Roughing It on my birthday
The Lady had a day off for Veterans Day; pretty handy as Veterans Day is also my birthday. My birthday was so long ago that my Mom and her family always called it Armistice Day, the holiday celebrating the end of World War One.
My birthday, a day off midweek, clear weather, what should we do?
"Anything you want to do for your birthday!" was the Lady's answer.
"Let's go look at graves. Would that be appropriate?" I asked.
The Lady trusts me and we were off.
After breakfast at the Gataway Cafe in Meyers - it was 12° outside - we headed over Luther Pass and dropped into Hope Valley. This was a day trip and we were enjoying the Lady' new Subaru XV Crosstrek. This cold morning we were learning about modern features in new cars, such as heated seats. Returning to the car after picking up a warmed up cinnamon roll at Sorensen's, we looked at each other. It was 10°.

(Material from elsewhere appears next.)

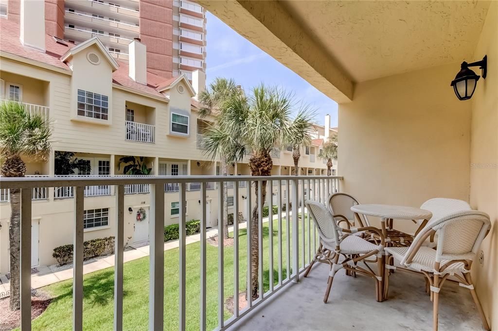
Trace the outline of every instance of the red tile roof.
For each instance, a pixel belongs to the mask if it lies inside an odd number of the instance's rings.
[[[33,60],[46,64],[51,65],[63,69],[70,70],[69,67],[60,59],[71,48],[75,45],[64,41],[67,46],[57,43],[53,37],[46,35],[45,38],[45,52],[33,49],[23,46],[19,39],[19,24],[12,20],[0,19],[0,50],[23,58]],[[147,85],[140,84],[128,76],[128,62],[118,61],[119,68],[113,73],[113,83],[123,86],[134,89],[138,92],[165,98],[157,91],[160,87],[167,86],[173,83],[177,77],[165,78],[158,75],[147,72]],[[193,102],[197,101],[193,100]],[[197,103],[196,103],[197,104]]]

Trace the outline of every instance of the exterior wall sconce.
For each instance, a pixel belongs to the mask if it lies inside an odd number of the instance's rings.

"Think it's cold enough to try the heated seats?" I asked the Lady.
"Yeah, let's do it!" the Lady said while looking for the controls. "High or Low?" was her question after finding the switches.
"High," I answered.
That lesson learned, we now call heated seats Butt Burners.
SnowshoeThompson is a legendary figure of the Tahoe Sierra and the patron saint of all Sierra Nevada backcountry skiers. He had the honor of our first stop.
He rests in the Genoa, Nevada cemetery. A large bronze statue is downtown.
Dan DeQuille also wrote for the Territorial Enterprise, Virginia City, Nevada's famous newspaper, during Mark Twain's tenure with the paper as a writer. DeQuille was responsible for many of the contemporary stories about Snowshoe's exploits. A local historian has just published the newest book on Snowshoe.
Genoa is Nevada's oldest settlement and had its beginnings as a trading post along the Carson River Route of the California Trail.
In 1873, a fellow named Von Schmidt had the task of surveying the boundary between California and Nevada. He didn't get it quite right and his line is a bit east of the now, more accurately surveyed, official state line. A few of the old markers on the "Von Schmidt Line" still exist, such as this one that shows the line running through the center of the Genoa Courthouse.
Mark Twain's classic, Roughing It, paints a humorous, wonderful picture of Twain's time spent in Nevada, the Sierra Nevada, and the Mother Lode area of California. His stories in Roughing It immortalized many local historic figures.
Hank's grave in Carson City's Lone Mountain Cemetery was our second stop to pay our respects.
Many other historically significance people rest nearby in the older section of this graveyard.
Three graves marked with small headstones piqued my curiosity, all young men from Japan.
Lone Mountain Cemetery was properly appointed for Veterans Day and we did take time to reflect on and honor the veterans interred here.
On this clear cold fall morning - a perfect time to visit - we returned to Carson City's Historic District. We enjoy walking the quiet streets and seeing the historic homes.
John Wayne's last movie, "The Shootist" was filmed in the Historic District. Here is the home used for Lauren Bacall's boarding house in the movie.
With the fall storms dropping snow in the high country above, deer have moved down into Carson City.
We would not have been "Roughing It" if we didn't find Mark Twain's brother's house.
This was a delightful way to spend a few hours.
Have you ever wondered who started the tradition of sending holiday cards? Louis Prang is the guy to blame, the "Father of the American Christmas Card".
Our last stop was right across the street from the Governor's Mansion. The Bliss Mansion was once the largest residence in Nevada.
In celebrating my birthday we stepped back into time, walked quiet streets in a busy city, and paid our respects to characters brought to life by the writings of delightful characters themselves.